As alfarrobeiras bravas que se encontram no barrocal algarvio são arbustos e não árvores! Creio que a alfarrobeira nativa seria um arbusto confinado ao barrocal algarvio. A introdução da cultura da alfarrobeira na serra algarvia é historicamente recente contudo a sua cultura no litoral e no barrocal é antiquíssima, tem provavelmente milénios. A introdução das culturas de sequeiro na serra começou no século XIX. 

Contudo há alfarrobeiras cultivadas com um porte impressionante. As melhores alfarrobeiras estão no sotavento, mas muitas têm sido destruídas por causa da construção. Em Cacela havia uma alfarrobeira monumental com um tronco e copas impressionantes, que foi derrubada por causa de uma urbanização. Mas na freguesia ainda existem algumas árvores interessantes, para já a salvo. A maior figueira de Portugal está provavelmente em Cacela, e cresce dentro de uma antiga nora!

Hoje passei pelo barrocal a norte de Tavira e de Olhão e notei em que terrenos agrícolas abandonados há uma regeneração impressionante do azinhal!
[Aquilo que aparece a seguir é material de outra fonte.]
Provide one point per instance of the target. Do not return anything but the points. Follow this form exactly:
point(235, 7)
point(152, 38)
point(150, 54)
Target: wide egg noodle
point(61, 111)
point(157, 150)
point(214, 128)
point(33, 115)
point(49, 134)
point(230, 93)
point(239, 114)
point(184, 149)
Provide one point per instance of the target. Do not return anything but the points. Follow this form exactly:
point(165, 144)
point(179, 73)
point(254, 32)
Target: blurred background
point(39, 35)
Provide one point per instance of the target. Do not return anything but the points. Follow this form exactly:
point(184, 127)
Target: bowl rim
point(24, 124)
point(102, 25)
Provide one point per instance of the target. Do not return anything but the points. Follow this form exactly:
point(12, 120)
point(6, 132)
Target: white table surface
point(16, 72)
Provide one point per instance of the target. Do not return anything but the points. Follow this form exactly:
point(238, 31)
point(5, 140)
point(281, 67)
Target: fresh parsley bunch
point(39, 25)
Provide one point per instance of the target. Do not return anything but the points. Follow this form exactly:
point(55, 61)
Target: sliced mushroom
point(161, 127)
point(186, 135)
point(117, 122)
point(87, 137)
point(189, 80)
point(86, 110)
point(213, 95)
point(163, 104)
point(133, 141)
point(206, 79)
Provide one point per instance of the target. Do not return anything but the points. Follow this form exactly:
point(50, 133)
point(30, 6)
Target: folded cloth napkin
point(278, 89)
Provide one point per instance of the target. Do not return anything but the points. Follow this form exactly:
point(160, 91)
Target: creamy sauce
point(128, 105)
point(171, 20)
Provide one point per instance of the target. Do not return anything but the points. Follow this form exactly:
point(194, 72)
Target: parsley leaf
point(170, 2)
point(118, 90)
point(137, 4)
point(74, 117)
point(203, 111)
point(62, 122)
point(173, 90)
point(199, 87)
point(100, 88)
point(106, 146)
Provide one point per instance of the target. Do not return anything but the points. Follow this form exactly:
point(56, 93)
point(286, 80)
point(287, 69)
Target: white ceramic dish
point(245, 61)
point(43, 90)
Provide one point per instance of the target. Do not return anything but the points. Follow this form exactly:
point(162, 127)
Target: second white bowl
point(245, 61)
A azinheira foi a árvore dominante destas paragens, com núcleos de pinheiro-manso e de uma sub-espécie de carvalho-cerquinho. Os arbustos dominantes seriam a murta, a alfarrobeira ou o zambujeiro. Lamentavelmente em muitas áreas a árvores de sequeiro estão nitidamente a morrer, as culturas da moda são a laranjeira e as estufas de frutos vermelhos.


----------



## frederico (13 Ago 2014 às 19:00)

Agreste disse:


> tudo se resume a um problema de propriedade... sendo pequena não é rentável, o português é avesso ao associativismo, à cooperativa. Logo, o abandono é o destino final.



Nem há mercado fundiário. Os herdeiros não se entendem, então as heranças estão ao abandono décadas. Se vendem, quero pelas terras um valor exorbitante. As terras agrícolas são vendidas ao preço de terras urbanas e as terras agrícolas pequenas ao preço de um lote de construção!


----------